Old Hotel Linen, a business opportunity for Chibini Community02 June 2017
Durban University of Technology add fresh take to community development
Budding entrepreneurs from Durban University of Technology (DUT) have identified a niche opportunity in discarded hotel linen that can contribute to job creation, upskill a community and contribute to reducing the carbon footprint.
As a result, the Chibini Linen team entry submitted by the Enactus DUT team has been recognised as one of the eight finalists for the Barloworld Social Innovation Youth Awards (BSIYA) competing at the judging ceremony on Friday, 30 June. The national winner for the 2017 BSIYA will be announced on Wednesday, 12 July 2017.
Research conducted by the Enactus DUT team revealed that hotels recycle most of their merchandise (i.e. newspaper, cardboard, aluminium cans and plastic bottles) but rarely recycle their textiles.
“Ninety-five percent of the textiles that are discarded by hotels are actually recyclable which could actively contribute to decreasing the world’s carbon footprint,” says Enactus DUT team leader, Obed Chauke.
This problem then became their focus for an innovative solution. By recycling and upscaling discarded linen from various hotels in and around Durban, they address environmental sustainability and create an entrepreneurial opportunity for a group of ladies from the Chibini community.
With a high unemployment rate of 48%, Chibini is a rural community situated approximately 100km from Durban, characterised by a lack of resources, disruptive electricity supply and poor access to municipal services where over a third of the households have no running water.
According to Chauke, the 10 ladies selected for the project are between the ages of 20-60 and have sewing skills but lack the required resources and business skills to maximise their entrepreneurial potential. The ladies make innovative use of their own fresh produce to dye the white linen to coloured fabric making a product range which includes a children’s bedroom range, cushions, curtains, backpacks and sling bags.

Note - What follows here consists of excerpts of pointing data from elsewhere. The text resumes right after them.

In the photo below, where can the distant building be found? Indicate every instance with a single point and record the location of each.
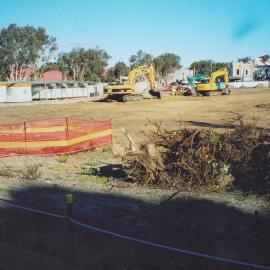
(180, 74)
(262, 71)
(52, 75)
(243, 71)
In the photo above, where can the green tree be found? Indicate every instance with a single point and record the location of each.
(244, 59)
(24, 50)
(166, 63)
(50, 66)
(84, 64)
(140, 59)
(202, 66)
(120, 69)
(208, 66)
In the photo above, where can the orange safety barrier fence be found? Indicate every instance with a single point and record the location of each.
(50, 137)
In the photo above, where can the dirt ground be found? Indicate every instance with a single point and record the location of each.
(214, 111)
(228, 224)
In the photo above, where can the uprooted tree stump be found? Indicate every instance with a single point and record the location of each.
(188, 157)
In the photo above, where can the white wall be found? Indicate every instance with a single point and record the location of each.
(91, 91)
(249, 84)
(243, 71)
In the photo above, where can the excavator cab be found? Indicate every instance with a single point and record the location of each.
(217, 83)
(127, 91)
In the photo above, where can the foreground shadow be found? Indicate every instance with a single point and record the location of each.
(200, 225)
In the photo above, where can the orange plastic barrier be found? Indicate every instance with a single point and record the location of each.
(50, 137)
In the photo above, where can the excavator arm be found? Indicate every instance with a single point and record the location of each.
(142, 70)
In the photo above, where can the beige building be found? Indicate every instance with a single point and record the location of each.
(244, 71)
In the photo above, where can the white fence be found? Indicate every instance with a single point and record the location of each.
(252, 84)
(25, 92)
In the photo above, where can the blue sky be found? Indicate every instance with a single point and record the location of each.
(222, 30)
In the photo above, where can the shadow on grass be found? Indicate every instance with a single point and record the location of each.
(33, 240)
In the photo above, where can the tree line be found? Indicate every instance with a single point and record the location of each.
(27, 52)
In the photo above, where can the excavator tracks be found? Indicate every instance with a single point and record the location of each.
(135, 97)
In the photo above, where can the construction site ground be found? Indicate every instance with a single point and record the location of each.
(223, 223)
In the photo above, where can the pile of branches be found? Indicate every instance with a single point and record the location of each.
(188, 157)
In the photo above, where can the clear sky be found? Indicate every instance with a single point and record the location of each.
(222, 30)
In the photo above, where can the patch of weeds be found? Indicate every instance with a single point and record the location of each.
(7, 171)
(241, 197)
(31, 172)
(63, 158)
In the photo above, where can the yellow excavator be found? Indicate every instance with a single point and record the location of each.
(127, 91)
(217, 83)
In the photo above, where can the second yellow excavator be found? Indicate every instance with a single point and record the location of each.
(127, 91)
(217, 83)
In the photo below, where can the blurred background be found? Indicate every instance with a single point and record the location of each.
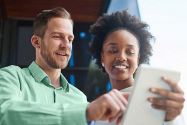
(167, 20)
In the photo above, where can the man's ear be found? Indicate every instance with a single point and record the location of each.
(36, 41)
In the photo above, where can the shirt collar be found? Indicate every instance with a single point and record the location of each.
(39, 75)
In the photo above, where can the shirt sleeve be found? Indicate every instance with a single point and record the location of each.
(177, 121)
(15, 111)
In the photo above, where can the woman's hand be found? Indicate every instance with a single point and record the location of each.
(170, 101)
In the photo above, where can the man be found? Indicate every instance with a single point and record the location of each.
(39, 94)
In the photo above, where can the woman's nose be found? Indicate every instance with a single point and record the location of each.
(121, 57)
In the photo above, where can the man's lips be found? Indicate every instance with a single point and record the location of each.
(62, 53)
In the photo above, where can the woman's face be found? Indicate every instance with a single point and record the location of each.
(120, 55)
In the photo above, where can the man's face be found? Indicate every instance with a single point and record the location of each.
(56, 44)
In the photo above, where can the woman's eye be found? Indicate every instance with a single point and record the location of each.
(113, 50)
(130, 52)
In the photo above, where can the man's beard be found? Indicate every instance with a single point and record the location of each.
(50, 60)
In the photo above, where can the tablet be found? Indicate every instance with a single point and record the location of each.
(139, 110)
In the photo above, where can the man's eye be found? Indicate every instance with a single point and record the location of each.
(130, 52)
(113, 50)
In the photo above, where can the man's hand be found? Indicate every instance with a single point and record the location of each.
(170, 101)
(110, 106)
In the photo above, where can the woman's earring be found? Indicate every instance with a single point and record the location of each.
(102, 64)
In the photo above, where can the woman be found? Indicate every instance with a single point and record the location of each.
(122, 42)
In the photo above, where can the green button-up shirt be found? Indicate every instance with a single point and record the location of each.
(27, 97)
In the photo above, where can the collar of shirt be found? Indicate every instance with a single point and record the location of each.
(41, 77)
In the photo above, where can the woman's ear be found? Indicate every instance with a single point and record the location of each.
(35, 40)
(102, 63)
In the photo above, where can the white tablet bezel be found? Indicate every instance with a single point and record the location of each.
(139, 110)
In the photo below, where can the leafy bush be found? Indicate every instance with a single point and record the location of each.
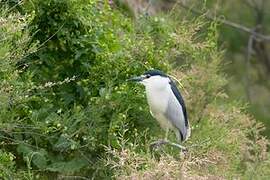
(67, 110)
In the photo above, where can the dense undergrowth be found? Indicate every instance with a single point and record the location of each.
(68, 112)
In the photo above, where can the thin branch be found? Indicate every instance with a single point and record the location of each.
(227, 22)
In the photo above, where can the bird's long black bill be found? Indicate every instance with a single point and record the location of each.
(136, 79)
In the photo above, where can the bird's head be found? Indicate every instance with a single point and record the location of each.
(152, 78)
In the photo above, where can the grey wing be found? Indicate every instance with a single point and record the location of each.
(175, 115)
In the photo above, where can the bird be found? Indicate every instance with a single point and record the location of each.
(166, 105)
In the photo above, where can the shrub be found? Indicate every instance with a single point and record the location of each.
(67, 109)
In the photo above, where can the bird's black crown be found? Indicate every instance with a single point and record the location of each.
(155, 72)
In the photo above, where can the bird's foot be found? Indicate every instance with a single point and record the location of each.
(157, 144)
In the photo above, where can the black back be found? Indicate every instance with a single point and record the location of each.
(180, 100)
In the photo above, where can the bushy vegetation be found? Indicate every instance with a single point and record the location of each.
(67, 110)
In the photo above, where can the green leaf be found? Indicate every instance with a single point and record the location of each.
(68, 167)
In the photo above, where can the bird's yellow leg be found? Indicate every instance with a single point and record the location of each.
(166, 134)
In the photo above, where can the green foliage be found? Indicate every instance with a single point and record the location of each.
(67, 110)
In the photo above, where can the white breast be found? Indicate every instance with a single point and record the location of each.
(158, 92)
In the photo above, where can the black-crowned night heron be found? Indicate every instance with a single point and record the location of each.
(166, 105)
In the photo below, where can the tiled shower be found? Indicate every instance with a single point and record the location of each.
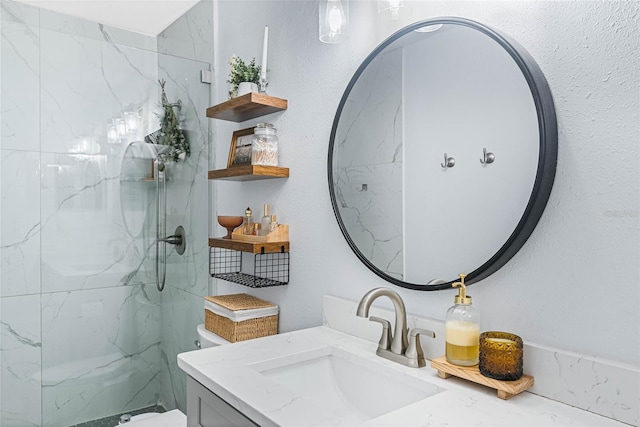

The project which will assist Ndwedwe Municipality in addressing some of these unemployment issues will apply the principle of peer learning – “so individuals teach each other the various skills such as pattern making, cutting, sewing and overlocking. The project promotes entrepreneurship and free trade in an endeavour to make the beneficiaries financially independent and improve their quality and standard of living,” says Chauke.
“We believe in initiatives like these that have the potential to contribute towards solving the challenges facing many of our communities. Particularly exciting is that the team has also thought of how to make this project sustainable over the long-term,” says Group executive of Corporate Affairs at Barloworld, Sibani Mngomezulu.“Barloworld seeks to be a catalyst for change and to contribute to the empowerment and transformation initiatives that will ensure the sustainability of our broader society,” he adds.
Enactus South Africa is a platform that brings tertiary students, academic advisors and business leaders together to improve socio-economic conditions in South African communities.
The Enactus DUT team has also partnered with non-profit organisation Church Alliance of Social Transformation (CAST). CAST will provide basic business training on registering a business, marketing successfully, submitting tenders, managing cash flow and other areas to enable success.
“In supporting Enactus, we are able to play an important role in promoting entrepreneurship, encouraging young people to improve lives and strengthen communities, and developing responsible leadership,” says Mngomezulu.